Measuring the Performance of 3D Graphics Architectures

As the final project for the ECS250A course, "Advanced Computer Architecture," my project partner Christian Hofsetz and I chose the topic of 3D graphics architectures.

We wanted to find a way to measure the raw performance of a 3D graphics accelerator, hopefully factoring out the influence of CPU and overall system performance by providing a synthetic benchmark program which can be "tweaked" by a plethora of parameters to probe implementations at the pipeline stage level.

To reach this goal, we evaluated the model of computation employed by industry-standard rendering libraries like OpenGL and Direct3D, the standard rendering pipeline. Based on these evaluations, we tried to single out possible design decisions a systems architect has to improve the performance of the standard pipeline.

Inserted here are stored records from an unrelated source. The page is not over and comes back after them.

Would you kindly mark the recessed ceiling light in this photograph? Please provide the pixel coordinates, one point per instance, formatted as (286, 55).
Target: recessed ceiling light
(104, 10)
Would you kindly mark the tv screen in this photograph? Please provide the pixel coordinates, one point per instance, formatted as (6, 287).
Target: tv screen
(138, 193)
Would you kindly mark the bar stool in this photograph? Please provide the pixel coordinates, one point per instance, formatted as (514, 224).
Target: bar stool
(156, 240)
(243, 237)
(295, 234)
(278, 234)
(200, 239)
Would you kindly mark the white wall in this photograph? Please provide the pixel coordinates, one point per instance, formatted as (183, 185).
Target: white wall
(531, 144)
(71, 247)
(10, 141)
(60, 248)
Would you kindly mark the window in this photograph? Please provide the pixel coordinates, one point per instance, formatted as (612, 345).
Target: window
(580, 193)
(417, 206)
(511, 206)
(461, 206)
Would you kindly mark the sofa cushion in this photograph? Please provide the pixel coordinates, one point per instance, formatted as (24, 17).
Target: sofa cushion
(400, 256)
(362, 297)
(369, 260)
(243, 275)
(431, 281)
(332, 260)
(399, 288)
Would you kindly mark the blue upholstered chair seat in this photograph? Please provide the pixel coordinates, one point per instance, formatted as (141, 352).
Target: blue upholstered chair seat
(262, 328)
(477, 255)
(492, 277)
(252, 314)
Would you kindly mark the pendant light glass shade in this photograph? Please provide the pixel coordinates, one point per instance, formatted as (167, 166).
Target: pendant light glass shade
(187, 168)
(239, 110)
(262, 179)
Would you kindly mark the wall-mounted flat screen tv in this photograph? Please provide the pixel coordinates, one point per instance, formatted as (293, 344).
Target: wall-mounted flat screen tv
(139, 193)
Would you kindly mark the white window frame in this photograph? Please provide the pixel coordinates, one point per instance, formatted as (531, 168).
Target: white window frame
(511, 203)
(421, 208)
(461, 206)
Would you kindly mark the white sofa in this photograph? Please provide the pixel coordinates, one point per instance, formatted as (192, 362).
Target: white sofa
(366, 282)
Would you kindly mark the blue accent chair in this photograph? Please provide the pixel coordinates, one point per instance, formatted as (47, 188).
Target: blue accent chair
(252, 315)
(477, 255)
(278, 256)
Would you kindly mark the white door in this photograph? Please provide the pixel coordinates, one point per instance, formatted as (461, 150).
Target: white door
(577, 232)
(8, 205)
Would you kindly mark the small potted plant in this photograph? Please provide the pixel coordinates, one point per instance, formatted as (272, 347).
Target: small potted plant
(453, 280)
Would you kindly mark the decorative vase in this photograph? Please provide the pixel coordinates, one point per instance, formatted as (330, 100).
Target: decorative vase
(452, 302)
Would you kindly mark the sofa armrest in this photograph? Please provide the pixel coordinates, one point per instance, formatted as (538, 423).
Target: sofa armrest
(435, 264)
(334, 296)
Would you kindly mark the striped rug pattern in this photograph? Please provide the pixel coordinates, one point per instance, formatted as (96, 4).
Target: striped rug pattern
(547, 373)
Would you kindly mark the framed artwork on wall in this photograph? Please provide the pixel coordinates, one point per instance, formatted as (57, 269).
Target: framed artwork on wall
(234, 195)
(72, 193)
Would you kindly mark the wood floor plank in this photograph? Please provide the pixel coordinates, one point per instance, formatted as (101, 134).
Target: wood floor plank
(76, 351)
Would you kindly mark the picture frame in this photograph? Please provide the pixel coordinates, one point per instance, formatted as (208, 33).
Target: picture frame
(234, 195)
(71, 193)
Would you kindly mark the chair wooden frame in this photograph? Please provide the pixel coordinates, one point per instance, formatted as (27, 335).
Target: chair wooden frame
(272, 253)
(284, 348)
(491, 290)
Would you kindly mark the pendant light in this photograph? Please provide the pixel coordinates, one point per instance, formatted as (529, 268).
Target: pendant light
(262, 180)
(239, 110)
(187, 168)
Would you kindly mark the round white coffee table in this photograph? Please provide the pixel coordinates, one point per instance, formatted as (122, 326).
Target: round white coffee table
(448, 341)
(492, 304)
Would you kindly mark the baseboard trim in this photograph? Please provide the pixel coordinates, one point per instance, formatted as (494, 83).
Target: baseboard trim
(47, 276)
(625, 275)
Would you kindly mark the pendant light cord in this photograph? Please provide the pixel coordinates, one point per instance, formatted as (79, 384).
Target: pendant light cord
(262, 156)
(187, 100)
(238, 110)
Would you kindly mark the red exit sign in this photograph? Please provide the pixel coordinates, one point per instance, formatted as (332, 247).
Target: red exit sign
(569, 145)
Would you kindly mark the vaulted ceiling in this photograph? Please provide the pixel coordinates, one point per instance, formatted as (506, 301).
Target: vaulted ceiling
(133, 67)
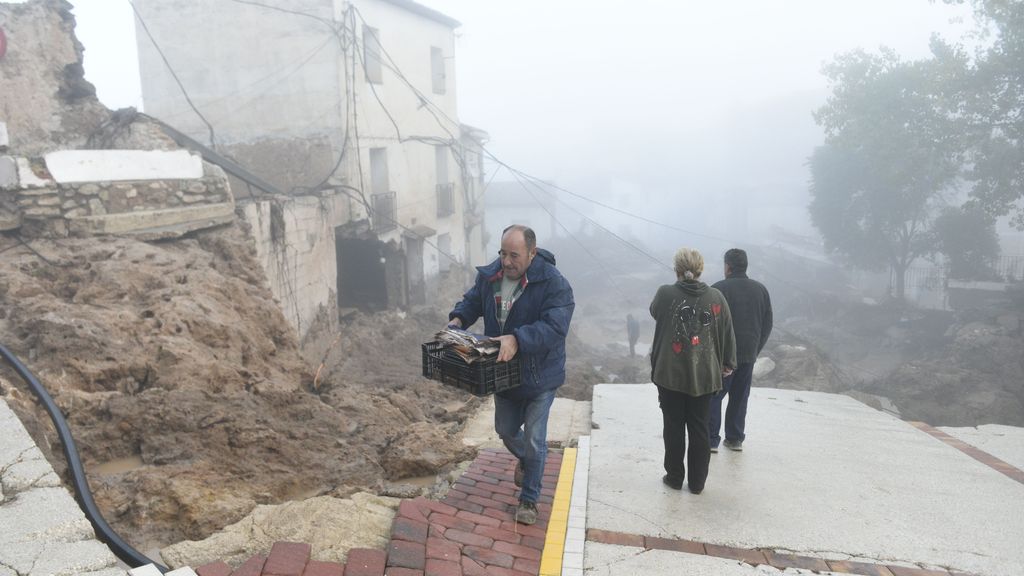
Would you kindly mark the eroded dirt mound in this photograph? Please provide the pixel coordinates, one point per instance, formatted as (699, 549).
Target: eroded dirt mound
(978, 378)
(174, 357)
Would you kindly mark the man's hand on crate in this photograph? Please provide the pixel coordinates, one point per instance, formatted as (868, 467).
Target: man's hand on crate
(509, 346)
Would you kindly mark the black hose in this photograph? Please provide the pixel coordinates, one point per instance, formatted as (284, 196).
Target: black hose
(122, 549)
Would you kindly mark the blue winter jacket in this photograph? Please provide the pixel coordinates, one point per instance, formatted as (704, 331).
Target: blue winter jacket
(539, 319)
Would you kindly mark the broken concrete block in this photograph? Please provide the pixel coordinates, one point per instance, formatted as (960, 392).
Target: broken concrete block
(114, 165)
(28, 177)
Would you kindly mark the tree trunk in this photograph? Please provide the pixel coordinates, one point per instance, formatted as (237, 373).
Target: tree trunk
(899, 272)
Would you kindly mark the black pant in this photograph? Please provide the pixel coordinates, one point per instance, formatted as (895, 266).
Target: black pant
(681, 414)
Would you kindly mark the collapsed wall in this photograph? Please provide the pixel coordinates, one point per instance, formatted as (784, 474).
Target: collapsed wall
(45, 103)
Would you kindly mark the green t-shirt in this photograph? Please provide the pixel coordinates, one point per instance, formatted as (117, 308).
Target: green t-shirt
(508, 290)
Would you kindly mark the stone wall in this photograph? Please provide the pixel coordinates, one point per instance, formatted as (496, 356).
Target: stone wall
(163, 207)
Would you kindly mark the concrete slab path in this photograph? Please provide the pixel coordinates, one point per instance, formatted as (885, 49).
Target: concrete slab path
(821, 476)
(42, 530)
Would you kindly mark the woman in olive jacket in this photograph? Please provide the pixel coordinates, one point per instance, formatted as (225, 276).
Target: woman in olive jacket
(693, 347)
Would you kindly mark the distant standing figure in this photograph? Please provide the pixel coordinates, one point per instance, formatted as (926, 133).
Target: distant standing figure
(752, 321)
(633, 330)
(693, 347)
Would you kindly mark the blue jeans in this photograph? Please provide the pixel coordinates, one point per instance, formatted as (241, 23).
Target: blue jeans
(522, 425)
(738, 387)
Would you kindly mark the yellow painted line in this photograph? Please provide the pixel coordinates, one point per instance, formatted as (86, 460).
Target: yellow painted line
(554, 539)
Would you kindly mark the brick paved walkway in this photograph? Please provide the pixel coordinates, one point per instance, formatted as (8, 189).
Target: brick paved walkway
(471, 532)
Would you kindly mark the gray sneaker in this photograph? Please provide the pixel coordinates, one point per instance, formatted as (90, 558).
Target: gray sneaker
(525, 512)
(734, 445)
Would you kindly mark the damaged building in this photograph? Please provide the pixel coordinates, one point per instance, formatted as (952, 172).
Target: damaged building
(360, 186)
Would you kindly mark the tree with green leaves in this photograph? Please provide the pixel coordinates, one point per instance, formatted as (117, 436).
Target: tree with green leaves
(889, 163)
(985, 93)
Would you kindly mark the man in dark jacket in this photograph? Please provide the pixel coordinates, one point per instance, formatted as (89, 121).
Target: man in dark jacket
(752, 320)
(526, 305)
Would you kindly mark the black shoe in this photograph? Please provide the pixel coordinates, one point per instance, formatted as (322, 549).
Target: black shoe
(736, 445)
(525, 512)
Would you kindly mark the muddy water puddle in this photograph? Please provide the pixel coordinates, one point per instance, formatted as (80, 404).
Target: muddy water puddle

Finally, we created the above-mentioned benchmark program, portable to a wide range of systems, which aids the designer or analyst in their tasks.

Abstract

In this paper, we describe the structure of the standard graphics pipeline, as implemented by common graphics libraries like OpenGL and Direct3D. Based on this structure, we present the options a designer of graphics architectures can exploit to increase the performance of his design. To evaluate the advantages and drawbacks of design decisions, the architect needs a benchmarking tool which can probe the performance of the graphics pipeline at the single stage level. We propose a simple synthetic benchmark program, which uses the OpenGL graphics library to achieve this task.

The Benchmark Program

These are all parameters the benchmark program recognizes:
-i <numIterations>
Sets the number of times the scene is rendered. The default number of iterations is 500.
-s <width> <height>
Sets the size of the rendering window to width x height. The default window size is 640 x 480.
-v <numStrips> <quadsPerStrip>
Sets the number of strips making up the sphere, and the number of quadrilaterals per strip. The first and last strip consist of quadsPerStrip triangles each, arranged as fans around the north and south pole, respectively; the other numStrips - 2 strips consist of quadsPerStrip quadrilaterals or quadsPerStrip * 2 triangles, depending on the primitive generation mode. The default number of strips is 32, the default number of quadrilaterals per strip is 64.
Primitive generation modes:
-pt
Generates the sphere as quadsPerStrip * 2 + (numStrips - 2) * quadsPerStrip * 2 independent triangles.
-pq
Generates the sphere as two triangle fans of quadsPerStrip triangles each, and numStrips - 2 quad strips of quadsPerStrip quadrilaterals each.
-pv
Generates the sphere as a vertex array, using the same geometrical primitives as if using the -pq switch.
-pl
Compiles the generated primitives into a display list for later use. The created display list also encapsulates texture image uploads (if enabled).
The default primitive generation mode is independent triangles, and no display lists.
Buffer modes:
-be
Erases the frame buffer before rendering each frame.
-bd
Enables double-buffering, to allow for smooth animations.
-bz
Disables the depth buffer for hidden surface removal.
The default buffer mode is single-buffered, no erase, depth test enabled.
Drawing modes:
-dl <numLightSources>
Enables per-vertex Phong lighting, using numLightSources point light sources. numLightSources has to be eight or less.
-dn
Enables automatic re-normalization of normal vectors. If this feature is enabled, the normals passed to OpenGL will have non-unit length to enforce re-normalization.
-dg
Enables Goraud shading.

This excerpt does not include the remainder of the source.